土木工学専攻(修士課程)

2015年度以前入学生

土木工学専攻は、東海大学建学の精神および工学研究科の理念に則り、土木工学分野における高度な学術の理論および応用を教授研究し、深い学識および卓越した能力を培い、文化の創造発展と人類の福祉に貢献することを目的とする。とくに、土木工学(Civil Engineering)は人間生活に必要不可欠な工学の全てを含むものであり、人類の福祉を向上させるための社会基盤環境に関連する非常に大きな領域を対象とする学問分野である。狭い国土で資源に乏しく、人口密度が高いうえに、台風、洪水、地震などの被害の多いわが国においては、自然環境保全を考慮した各種交通網の整備、河川・海岸・港湾施設の建設、資源・エネルギーの輸送・貯蔵施設、環境衛生の保持のための高度な技術開発が強く求められている。科学の進展、技術の革新は、土木工学の対象を陸地から海洋にまで広げ、さらに宇宙空間にまで拡大しようとしている。海外においてもまた、資源開発、技術援助など土木技術者の進出が要望されている。これらの要望に答えるべく、大学院工学研究科土木工学専攻は、1966年に修士課程が開設されて現在に至っている。修了生は新しい世紀における社会基盤整備の計画・発注を行う国、県、市や公団・公社、社会基盤整備の実施の役割を担う民間建設業、そして社会基盤整備の設計・調査を行う民間コンサルタント、さらには本学や他大学、工業系高校の教員として活躍している。また修士課程修了後には、海外への留学などで博士の学位を取得する例もある。
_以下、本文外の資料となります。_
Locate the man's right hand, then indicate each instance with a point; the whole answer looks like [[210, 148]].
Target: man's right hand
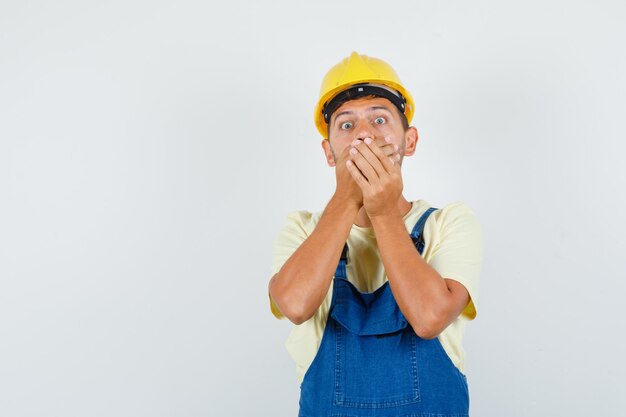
[[347, 188]]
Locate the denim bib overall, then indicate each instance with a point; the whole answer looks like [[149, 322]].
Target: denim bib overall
[[371, 363]]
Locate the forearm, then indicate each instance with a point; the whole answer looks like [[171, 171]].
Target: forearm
[[301, 285], [419, 290]]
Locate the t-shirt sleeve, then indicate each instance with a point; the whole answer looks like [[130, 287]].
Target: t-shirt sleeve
[[459, 252], [297, 228]]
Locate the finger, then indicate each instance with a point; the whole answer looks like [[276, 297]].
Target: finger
[[393, 159], [363, 164], [389, 148], [356, 174], [374, 156]]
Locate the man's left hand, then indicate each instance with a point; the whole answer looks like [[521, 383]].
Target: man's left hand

大学院教育は奥深く真理を探求することが第一であるも、本専攻では技術者として汎用性を備えた人材を育成するために、基礎知識に重点を置いた教育から始める。修士課程の1年目に開講される土木工学研究ゼミナールI、IIはその目的のために設定された科目で、指導教員との一対一のやりとりから研究準備のみならず英語、数学、力学など工学技術者として必須な能力の充実に努める。修士課程における各科目は、原理の理解を重視した内容を豊富に含むように構成されている。また社会基盤環境に関連する非常に大きな領域に対応するため、従来の学問分野(材料・構造・土質・水・計画など)にとらわれず、今日、明日の新しい分野、他分野との学際領域の研究も可能なように弾力的な内容であることを基本としている。研究においては各分野とも、現場のニーズに柔軟に対応するようなテーマを取り上げ、発見された問題に対する解決手法と結果について、学会発表や大学紀要、各種雑誌などへの積極的な投稿を行っている。

土木工学専攻が養成しようとする人材

土木工学専攻では、国際的な視野を持って、知の創造と承継と実践を目指し、複雑な課題にも果敢に挑戦し、問題解決することができる高度職業人を養成する。さらに、科学技術万能という考え方ではなく、正しい歴史観および世界観にもとづいた全人的な人間形成を重視し、大学院教育にあたる。

学生募集停止について

土木工学専攻は2016年度入試より学生の募集を停止します。
在学生には、修了まで責任を持って教育を提供してまいります。
なお、同専攻の教育・研究分野は2016年4月設置の工学研究科建築土木工学専攻に引き継いで行います。